I have some great memories of my time and the Bacon, and time with Elizabeth, and I have acquired some of her speech patterns, and I am grateful for all the ideas and people she exposed me to, traits she encouraged in me (and those she attempted to correct, as well!). The kindling for my Samhain fire this year will be the NYT crosswords I'd been saving for her when I got time to write.

She led an amazing life, was a surrogate aunt to me, and a wonderful boss who I will always regret having to leave so that I could pay more than just rent and food with my salary (non-profits, gotta love 'em). I expect I like Diana Trent of Waiting for God because Elizabeth resembles her in spirit.

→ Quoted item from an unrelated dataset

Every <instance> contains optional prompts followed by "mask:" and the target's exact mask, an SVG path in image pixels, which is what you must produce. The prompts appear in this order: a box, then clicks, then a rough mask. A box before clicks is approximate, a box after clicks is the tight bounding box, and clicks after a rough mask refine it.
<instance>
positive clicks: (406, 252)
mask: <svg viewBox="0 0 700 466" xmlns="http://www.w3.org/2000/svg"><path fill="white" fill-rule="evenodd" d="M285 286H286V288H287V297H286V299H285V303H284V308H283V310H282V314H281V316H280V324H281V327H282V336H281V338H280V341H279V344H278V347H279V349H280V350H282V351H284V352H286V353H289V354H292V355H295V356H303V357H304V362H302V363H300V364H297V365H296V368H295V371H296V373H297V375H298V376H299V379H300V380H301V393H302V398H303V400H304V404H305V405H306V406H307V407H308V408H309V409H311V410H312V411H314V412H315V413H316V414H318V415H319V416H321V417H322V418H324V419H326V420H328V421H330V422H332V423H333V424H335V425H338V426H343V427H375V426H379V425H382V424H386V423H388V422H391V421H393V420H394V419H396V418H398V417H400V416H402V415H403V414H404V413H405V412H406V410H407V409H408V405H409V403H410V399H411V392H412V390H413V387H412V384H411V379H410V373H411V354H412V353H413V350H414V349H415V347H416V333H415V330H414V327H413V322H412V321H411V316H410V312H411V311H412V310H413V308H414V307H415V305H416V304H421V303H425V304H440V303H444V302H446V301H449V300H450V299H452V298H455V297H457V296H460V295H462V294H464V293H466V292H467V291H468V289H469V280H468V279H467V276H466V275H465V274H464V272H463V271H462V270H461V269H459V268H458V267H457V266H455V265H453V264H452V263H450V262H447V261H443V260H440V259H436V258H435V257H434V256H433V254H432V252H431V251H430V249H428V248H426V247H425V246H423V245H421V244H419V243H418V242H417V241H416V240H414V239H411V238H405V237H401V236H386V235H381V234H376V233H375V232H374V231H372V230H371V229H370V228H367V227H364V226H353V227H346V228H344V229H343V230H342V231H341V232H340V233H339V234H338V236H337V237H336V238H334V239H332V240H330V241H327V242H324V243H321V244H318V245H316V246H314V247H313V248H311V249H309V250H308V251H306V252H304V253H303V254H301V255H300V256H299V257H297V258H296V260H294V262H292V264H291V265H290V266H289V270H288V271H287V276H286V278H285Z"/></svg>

I tired to find her people back east--extended family, but got nowhere. I know she was originally from Pittsburgh PA, graduated from the Univ. of Pittsburgh. I believe she was an only child (but I have a vague idea of a niece), and her father was a civil engineer who travelled widely for his work--Elizabveth spoke of having an amah in India. If there is an email address for the Univ. of Pittsburgh alumni office, that would help. She was married to Oliver Kenneth Wrigley, who died in the late 70s in the LA area (they lived in Temple City).

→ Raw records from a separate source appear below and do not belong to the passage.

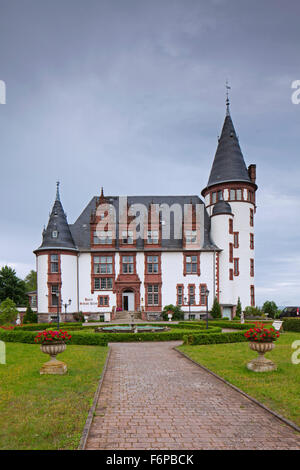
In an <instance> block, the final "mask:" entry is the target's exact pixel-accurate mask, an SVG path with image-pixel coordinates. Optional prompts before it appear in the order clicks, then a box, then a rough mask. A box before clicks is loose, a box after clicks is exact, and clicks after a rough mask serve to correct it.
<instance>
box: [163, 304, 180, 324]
mask: <svg viewBox="0 0 300 470" xmlns="http://www.w3.org/2000/svg"><path fill="white" fill-rule="evenodd" d="M170 310H171V311H172V312H173V316H172V320H184V312H183V311H182V310H181V308H180V307H179V306H176V305H172V304H170V305H166V306H165V307H164V309H163V311H162V317H163V319H164V320H168V319H169V318H168V312H169V311H170Z"/></svg>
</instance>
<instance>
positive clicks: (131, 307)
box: [122, 289, 135, 312]
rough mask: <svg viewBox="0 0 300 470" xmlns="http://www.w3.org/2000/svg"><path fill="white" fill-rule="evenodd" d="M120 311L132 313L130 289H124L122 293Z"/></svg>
mask: <svg viewBox="0 0 300 470" xmlns="http://www.w3.org/2000/svg"><path fill="white" fill-rule="evenodd" d="M122 309H123V311H124V310H125V311H127V312H133V311H134V310H135V308H134V292H133V290H132V289H125V290H123V292H122Z"/></svg>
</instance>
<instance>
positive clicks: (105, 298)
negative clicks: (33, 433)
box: [98, 295, 109, 307]
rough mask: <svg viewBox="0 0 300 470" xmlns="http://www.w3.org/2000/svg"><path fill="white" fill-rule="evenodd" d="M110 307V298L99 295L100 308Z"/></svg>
mask: <svg viewBox="0 0 300 470" xmlns="http://www.w3.org/2000/svg"><path fill="white" fill-rule="evenodd" d="M108 306H109V296H108V295H98V307H108Z"/></svg>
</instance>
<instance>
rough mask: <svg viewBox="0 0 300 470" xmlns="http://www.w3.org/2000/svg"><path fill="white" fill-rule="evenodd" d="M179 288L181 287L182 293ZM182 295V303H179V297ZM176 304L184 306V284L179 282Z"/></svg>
mask: <svg viewBox="0 0 300 470" xmlns="http://www.w3.org/2000/svg"><path fill="white" fill-rule="evenodd" d="M179 289H181V294H179ZM179 295H180V296H181V303H179V300H178V297H179ZM176 305H179V306H184V285H183V284H177V285H176Z"/></svg>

I wrote a letter to the attorney/executor asking about her (extended) family, but he had no records to indicate any--and that may mean nothing at all.

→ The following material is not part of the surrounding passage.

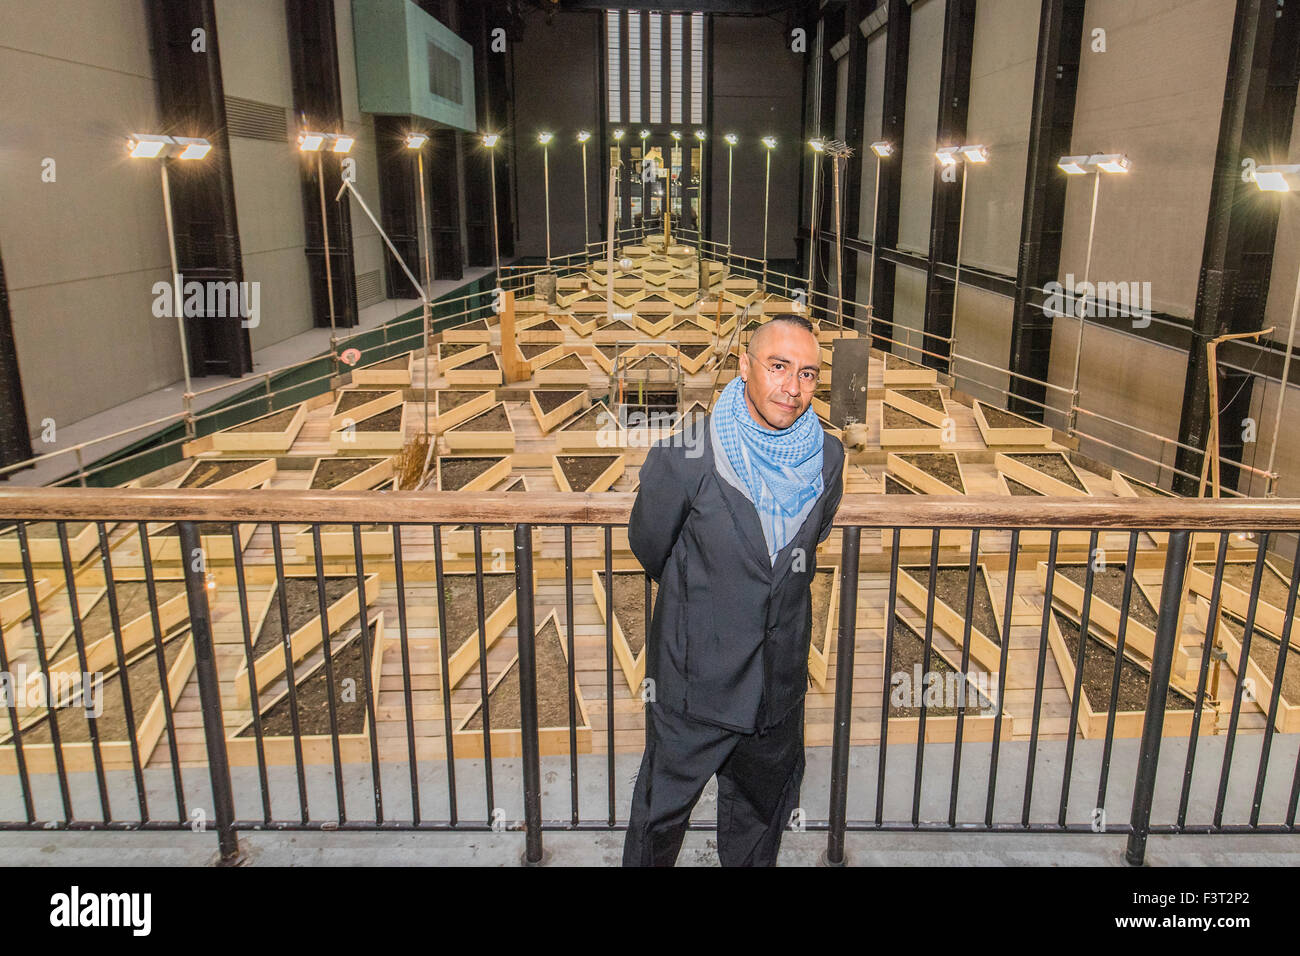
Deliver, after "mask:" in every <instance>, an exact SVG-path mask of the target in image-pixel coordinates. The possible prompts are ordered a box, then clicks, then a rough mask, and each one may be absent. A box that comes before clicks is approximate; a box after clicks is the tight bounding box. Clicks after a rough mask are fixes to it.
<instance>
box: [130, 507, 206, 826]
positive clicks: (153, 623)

It also turns out that her remains remained in his office, as no-one yet asked felt up to the task of discreetly scattering her ashes on Mt. Baldy, above Claremont. I volunteered to do this when the weather improved, on the anniversary of her death. Doing this did not hit my ick-buttons or any prohibitions that I knew of, and I considered it an honor. I think Julie Robinson-Zurek (the cataloger hired when I was there) scattered the ashes on 23 or 26 April 1998.

She is one of the "ancestors" I call in circle to join us in work, as I think she would have been happy to participate in rituals. Her memorial tree is a Queen Elizabeth Standard (aka tree rose) bred by Walter Lammerts (who has a niece who lived in Temple City, as well) in honour of Queen Elizabeth II of England. Between her and Elizabeth Moberly, it was certain that some form of Elizabeth would have been part of any daughter's name, should I have borne one.

Elizabeth Springer Wrigley, 4 October 1914 (or -15) - 26 April 1997

Cast your eyes to the ocean, Cast your soul to the sea,
When the darkness seems endless, please remember me, please remember me.